As shown in Table 8, the ascorbic acid used as a control showed an inhibitory effect of at least 95% regardless of the concentration, tocopherol 19% at 10μg / mL concentration, 82% at 50μg / mL concentration, At 100 μg / mL, the inhibitory effect was over 93%.

However, rainbow trout muscle and viscera extract showed more than 20% inhibitory effect at the concentration of 100μg / mL and can be expected to be about 1,000 times the effect when converted to about 10g of lipid that can be ingested from a rainbow trout.

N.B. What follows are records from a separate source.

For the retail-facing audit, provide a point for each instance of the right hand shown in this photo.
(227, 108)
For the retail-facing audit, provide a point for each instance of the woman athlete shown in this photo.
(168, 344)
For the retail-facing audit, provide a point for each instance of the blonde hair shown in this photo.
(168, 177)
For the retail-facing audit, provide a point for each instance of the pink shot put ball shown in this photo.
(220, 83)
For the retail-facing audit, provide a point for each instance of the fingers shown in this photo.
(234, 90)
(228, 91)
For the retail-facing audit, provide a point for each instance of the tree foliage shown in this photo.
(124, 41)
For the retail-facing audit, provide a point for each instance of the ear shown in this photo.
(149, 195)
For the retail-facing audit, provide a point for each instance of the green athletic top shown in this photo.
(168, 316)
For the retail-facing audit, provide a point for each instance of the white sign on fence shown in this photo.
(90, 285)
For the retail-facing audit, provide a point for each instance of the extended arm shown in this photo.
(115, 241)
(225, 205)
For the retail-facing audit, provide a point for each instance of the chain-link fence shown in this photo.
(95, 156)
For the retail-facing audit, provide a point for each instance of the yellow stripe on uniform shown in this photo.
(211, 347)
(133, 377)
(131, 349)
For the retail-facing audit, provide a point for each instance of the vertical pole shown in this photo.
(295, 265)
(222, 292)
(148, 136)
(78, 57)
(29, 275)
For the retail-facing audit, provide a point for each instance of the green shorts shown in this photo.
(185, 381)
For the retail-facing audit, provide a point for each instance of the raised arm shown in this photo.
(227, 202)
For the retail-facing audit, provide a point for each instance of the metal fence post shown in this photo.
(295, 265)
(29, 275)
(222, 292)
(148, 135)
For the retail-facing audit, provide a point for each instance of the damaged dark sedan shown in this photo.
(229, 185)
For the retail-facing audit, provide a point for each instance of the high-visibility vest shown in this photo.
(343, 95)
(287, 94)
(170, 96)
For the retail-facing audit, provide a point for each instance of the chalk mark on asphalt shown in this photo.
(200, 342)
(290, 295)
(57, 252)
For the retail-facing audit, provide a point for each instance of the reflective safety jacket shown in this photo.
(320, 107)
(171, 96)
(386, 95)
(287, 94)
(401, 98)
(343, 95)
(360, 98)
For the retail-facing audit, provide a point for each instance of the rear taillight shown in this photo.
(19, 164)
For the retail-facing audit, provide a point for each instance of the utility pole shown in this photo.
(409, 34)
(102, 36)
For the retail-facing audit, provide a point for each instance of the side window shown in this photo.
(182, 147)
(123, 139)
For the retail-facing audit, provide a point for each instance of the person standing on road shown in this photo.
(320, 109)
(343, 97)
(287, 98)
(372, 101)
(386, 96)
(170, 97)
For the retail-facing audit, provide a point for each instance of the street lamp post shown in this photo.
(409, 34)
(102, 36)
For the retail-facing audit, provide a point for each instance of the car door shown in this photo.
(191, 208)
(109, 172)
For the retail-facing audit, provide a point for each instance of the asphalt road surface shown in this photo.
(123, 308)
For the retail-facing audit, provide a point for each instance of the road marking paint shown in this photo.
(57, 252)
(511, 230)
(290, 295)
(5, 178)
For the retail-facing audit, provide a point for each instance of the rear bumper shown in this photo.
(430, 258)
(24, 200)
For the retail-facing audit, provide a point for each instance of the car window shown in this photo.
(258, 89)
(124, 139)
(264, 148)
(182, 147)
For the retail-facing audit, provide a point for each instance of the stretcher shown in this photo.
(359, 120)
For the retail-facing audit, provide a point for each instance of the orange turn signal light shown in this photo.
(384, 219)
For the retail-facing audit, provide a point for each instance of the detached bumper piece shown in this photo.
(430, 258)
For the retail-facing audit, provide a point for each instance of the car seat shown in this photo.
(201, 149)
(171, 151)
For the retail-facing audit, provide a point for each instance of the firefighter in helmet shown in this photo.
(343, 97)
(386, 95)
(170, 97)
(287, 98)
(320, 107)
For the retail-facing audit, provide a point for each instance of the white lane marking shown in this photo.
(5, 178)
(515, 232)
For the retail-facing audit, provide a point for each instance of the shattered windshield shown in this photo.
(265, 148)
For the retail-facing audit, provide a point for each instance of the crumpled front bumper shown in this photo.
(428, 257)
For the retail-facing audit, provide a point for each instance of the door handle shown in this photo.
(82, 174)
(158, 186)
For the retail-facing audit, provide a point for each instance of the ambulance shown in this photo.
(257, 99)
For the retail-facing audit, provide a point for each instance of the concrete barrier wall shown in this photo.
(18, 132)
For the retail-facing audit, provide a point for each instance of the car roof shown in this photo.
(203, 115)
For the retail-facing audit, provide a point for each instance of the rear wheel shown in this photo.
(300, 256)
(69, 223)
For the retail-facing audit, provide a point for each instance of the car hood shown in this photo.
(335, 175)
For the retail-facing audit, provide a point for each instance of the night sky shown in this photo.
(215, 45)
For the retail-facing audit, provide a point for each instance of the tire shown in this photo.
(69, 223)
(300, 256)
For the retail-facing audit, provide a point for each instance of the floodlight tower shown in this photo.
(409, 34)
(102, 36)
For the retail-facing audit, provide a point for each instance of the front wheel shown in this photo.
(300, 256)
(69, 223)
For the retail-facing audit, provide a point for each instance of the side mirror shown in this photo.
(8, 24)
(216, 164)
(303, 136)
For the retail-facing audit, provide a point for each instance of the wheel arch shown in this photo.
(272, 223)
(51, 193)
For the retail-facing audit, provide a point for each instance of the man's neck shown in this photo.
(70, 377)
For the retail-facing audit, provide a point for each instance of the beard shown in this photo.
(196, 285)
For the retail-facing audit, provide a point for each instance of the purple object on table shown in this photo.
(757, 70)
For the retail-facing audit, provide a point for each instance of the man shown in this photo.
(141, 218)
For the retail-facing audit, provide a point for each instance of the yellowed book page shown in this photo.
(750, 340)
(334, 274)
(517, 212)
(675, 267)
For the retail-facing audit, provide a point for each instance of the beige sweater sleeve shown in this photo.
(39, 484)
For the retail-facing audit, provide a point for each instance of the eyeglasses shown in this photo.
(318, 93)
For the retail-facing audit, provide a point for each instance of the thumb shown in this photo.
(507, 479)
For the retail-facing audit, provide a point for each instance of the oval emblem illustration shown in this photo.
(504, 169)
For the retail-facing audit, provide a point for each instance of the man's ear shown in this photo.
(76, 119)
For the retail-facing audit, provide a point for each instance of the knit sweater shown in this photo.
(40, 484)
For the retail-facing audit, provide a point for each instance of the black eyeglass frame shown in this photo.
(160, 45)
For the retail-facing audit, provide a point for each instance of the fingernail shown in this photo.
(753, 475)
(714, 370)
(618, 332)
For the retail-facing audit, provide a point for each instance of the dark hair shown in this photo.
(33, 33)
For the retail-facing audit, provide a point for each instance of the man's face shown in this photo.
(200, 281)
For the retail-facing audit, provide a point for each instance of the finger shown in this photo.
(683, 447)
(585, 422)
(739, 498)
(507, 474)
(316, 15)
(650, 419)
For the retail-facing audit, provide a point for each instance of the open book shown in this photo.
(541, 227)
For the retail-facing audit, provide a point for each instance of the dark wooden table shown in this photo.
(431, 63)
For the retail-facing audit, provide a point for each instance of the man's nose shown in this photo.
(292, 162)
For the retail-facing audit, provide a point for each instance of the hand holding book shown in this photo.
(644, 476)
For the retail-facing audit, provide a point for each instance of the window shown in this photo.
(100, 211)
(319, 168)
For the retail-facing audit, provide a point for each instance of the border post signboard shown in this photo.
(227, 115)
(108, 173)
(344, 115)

 Example 9 Storage Stability of Lipids Extracted from Breeding Rainbow Trout

  To 60 mg of the concentrate used for the radical scavenging ability was mixed 125 mg of linoleic acid.

0.7 mL 5 mM ferric chloride, 0.2 mL 8.1% sodium dodecylsulfate, 1.5 mL 20% acetic acid (pH 3.5), 1.5 mL 0.8% thiobarbituric acid in 0.1 mL of the mixed solution acid), 50 μL 0.8% Bechti (BHT) were added in this order and then heated at 5 ° C. for 60 minutes and at 100 ° C. for 60 minutes.

Subsequently, 1.0 mL of deionized water was added and red pigment was extracted with a 5.0 mL normal-butylol / pyridine (15: 1) mixed solution to measure the degree of oxidation at 532 nm. The results are summarized in Table 9 below. .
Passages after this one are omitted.